Шанс таков: обменять меня на ту датскую парочку, которая живет сейчас в лагере полковника Мботы.

В первый же день, когда их привели в наш лагерь, я навестил датчан. Справился о здоровье, обещал прислать доктора. Правда, доктора у нас не было, в крайнем случае мы отправляли больных или раненых в Комати-Буш. И я отправился к мботовскому мканке (звучит как музыка буша!). Не без робости, признаюсь – от старика веяло хтонической жутью. Татуированный еще изощреннее Мботы, обычно он сидел на корточках возле своей хижины (она была сплошь завалена пучками трав и листьев, шкурками ящериц и змей, причудливыми сучками и поленьями, над коньком ее торчал огромный рог пала-пала.
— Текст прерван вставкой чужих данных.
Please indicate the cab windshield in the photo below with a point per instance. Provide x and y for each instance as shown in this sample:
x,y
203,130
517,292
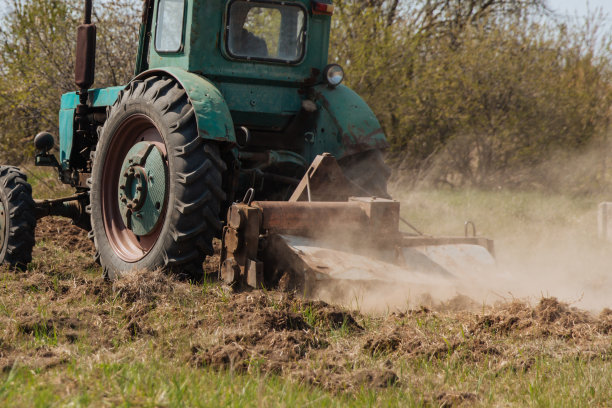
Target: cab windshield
x,y
266,31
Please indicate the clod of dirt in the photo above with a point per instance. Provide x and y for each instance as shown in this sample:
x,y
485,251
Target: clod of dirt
x,y
382,344
375,378
549,318
230,356
605,321
452,399
146,286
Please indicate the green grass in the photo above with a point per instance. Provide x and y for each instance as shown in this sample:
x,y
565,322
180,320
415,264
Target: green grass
x,y
66,339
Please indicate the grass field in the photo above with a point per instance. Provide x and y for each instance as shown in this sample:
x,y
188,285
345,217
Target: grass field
x,y
69,338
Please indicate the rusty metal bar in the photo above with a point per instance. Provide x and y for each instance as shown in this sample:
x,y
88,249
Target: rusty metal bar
x,y
308,218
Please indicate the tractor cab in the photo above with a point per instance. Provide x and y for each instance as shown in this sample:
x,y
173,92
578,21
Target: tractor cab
x,y
260,54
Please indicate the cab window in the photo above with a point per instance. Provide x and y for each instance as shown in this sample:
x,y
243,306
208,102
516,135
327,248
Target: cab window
x,y
266,31
169,32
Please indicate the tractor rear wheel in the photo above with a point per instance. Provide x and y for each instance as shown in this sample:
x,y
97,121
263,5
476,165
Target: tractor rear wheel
x,y
17,218
156,184
368,171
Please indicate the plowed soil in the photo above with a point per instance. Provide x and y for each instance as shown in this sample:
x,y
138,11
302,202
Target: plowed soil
x,y
62,310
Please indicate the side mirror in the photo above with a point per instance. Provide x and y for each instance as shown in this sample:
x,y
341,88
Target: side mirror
x,y
44,142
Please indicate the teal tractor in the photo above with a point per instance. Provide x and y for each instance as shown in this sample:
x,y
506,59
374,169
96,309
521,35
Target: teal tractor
x,y
228,96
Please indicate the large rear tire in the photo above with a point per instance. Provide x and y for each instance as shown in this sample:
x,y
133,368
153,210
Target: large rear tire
x,y
17,218
156,184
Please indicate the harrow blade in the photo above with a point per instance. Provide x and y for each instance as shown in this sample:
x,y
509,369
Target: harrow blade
x,y
317,266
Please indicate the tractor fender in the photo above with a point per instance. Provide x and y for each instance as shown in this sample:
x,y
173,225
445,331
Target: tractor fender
x,y
357,128
213,116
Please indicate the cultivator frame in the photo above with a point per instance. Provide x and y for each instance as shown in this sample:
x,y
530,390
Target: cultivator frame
x,y
258,240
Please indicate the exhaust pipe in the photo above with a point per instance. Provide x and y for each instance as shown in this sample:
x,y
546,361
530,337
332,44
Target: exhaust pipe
x,y
86,52
84,69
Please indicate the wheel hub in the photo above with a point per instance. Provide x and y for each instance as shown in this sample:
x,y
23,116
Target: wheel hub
x,y
3,223
142,188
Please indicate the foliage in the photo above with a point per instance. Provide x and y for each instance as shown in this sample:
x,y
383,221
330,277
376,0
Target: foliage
x,y
472,91
468,92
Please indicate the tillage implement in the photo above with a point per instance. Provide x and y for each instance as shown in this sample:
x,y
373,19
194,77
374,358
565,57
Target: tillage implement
x,y
234,126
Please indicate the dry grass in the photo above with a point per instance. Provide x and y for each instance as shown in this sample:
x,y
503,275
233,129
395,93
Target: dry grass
x,y
69,337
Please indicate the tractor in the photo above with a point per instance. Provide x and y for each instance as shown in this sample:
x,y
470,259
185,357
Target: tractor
x,y
230,98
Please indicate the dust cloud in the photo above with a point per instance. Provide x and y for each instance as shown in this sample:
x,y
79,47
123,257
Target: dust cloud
x,y
546,246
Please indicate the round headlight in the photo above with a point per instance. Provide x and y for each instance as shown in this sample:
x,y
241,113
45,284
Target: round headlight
x,y
334,75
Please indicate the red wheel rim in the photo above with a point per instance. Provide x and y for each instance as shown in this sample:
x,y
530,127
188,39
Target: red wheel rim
x,y
128,246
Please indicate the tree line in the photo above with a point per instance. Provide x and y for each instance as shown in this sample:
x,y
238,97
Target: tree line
x,y
469,92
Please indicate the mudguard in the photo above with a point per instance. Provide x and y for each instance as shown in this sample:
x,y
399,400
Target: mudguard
x,y
357,129
212,113
213,116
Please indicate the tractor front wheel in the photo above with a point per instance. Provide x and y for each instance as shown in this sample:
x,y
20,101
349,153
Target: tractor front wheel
x,y
17,218
156,184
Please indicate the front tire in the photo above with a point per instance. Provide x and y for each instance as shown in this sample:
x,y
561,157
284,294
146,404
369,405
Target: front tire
x,y
156,185
17,218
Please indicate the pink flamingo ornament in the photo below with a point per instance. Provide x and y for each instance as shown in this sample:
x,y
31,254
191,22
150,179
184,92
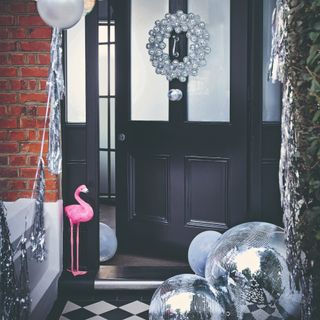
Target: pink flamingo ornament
x,y
77,213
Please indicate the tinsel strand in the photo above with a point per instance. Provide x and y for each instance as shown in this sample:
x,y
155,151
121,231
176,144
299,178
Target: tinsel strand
x,y
56,86
38,233
7,272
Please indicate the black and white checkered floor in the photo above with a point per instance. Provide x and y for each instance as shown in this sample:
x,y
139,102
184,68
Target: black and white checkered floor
x,y
101,310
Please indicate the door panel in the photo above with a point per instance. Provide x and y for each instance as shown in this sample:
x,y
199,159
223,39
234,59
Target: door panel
x,y
178,178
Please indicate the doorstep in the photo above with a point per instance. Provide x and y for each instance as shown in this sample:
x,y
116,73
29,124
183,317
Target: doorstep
x,y
135,277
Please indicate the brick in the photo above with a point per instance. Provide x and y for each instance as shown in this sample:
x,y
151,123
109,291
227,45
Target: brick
x,y
17,33
15,110
31,21
3,161
3,134
40,33
16,185
33,97
44,59
31,7
4,33
34,72
8,72
8,123
27,123
17,160
8,98
30,111
8,172
7,46
27,172
16,84
32,135
32,59
17,135
37,46
17,7
6,20
4,85
9,147
17,58
3,59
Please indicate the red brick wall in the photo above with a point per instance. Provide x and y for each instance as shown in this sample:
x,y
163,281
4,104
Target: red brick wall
x,y
24,62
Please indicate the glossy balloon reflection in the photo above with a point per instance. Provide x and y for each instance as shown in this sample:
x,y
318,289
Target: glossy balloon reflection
x,y
185,297
62,14
248,266
199,249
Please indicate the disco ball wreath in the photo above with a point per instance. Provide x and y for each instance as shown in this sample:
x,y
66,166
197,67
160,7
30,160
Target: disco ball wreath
x,y
198,49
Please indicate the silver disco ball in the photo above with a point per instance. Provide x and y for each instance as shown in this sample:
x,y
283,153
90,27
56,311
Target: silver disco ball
x,y
185,297
248,267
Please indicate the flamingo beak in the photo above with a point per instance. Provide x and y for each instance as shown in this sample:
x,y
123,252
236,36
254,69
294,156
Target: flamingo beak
x,y
85,190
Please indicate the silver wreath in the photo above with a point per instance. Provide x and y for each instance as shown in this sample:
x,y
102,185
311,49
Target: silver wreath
x,y
198,48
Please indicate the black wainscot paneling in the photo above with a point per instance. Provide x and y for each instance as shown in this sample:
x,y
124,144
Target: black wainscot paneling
x,y
206,188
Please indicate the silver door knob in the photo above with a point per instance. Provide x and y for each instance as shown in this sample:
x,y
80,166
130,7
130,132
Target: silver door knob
x,y
121,137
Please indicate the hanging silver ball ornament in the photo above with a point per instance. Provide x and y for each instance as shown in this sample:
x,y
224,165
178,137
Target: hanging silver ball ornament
x,y
175,95
62,14
248,267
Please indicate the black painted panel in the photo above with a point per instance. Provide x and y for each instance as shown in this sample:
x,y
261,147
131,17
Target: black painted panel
x,y
271,209
75,142
149,187
206,191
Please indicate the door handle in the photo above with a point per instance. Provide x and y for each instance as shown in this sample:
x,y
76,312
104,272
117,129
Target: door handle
x,y
121,137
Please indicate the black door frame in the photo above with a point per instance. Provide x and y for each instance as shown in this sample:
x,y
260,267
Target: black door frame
x,y
88,162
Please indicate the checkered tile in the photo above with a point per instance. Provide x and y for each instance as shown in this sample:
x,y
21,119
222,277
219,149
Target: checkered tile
x,y
101,310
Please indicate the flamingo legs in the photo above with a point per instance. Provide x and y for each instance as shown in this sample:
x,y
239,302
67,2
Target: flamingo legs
x,y
75,272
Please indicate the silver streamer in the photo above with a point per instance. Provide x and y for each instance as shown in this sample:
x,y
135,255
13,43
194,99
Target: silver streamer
x,y
38,233
7,273
23,287
56,93
288,51
278,48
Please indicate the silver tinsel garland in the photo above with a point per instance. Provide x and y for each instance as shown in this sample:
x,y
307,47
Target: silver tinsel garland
x,y
7,273
38,233
23,288
288,50
56,93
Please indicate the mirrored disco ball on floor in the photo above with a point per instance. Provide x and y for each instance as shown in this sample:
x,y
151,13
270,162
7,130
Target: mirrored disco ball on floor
x,y
185,297
108,242
248,267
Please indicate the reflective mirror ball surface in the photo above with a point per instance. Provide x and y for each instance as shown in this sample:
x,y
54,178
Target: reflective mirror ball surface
x,y
185,297
248,267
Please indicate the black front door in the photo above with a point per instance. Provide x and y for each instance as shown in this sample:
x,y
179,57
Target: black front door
x,y
179,176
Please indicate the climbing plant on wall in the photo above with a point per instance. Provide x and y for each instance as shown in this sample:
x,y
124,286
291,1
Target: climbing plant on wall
x,y
296,62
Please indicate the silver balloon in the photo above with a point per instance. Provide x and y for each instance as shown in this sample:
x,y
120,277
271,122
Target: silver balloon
x,y
108,242
199,249
185,297
248,266
62,14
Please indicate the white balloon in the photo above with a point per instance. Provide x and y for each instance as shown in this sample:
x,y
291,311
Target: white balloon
x,y
62,14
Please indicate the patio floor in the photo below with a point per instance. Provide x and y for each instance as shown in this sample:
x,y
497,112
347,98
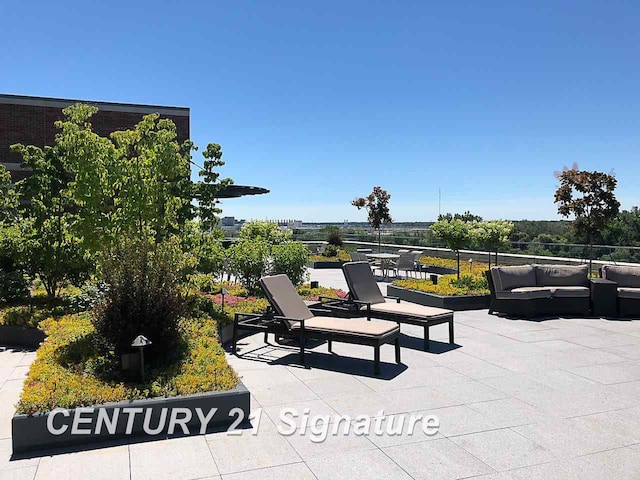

Я, понятное дело, зайти внутрь опасался, но хорошо разглядел, что там) и безучастно смотрел прямо перед собой или вырезывал из дерева тотемные фигурки. Здороваешься с ним, проходя мимо, он глаз не поднимает и отвечает не сразу, выдерживает паузу – потом слегка вскидывает жилистую, костистую, почти скелетизированную длань. И что-то хрипит. Озноб пробирает.

Мканка сидел на корточках у палатки и ковырял кривое полено кривым ножом. «Таким удобно кишки выпускать», – подумал я.

– Bom dia, mkanka! – приветствую я колдуна. Глядит на меня исподлобья, нехотя вскидывает паучью лапу – привет.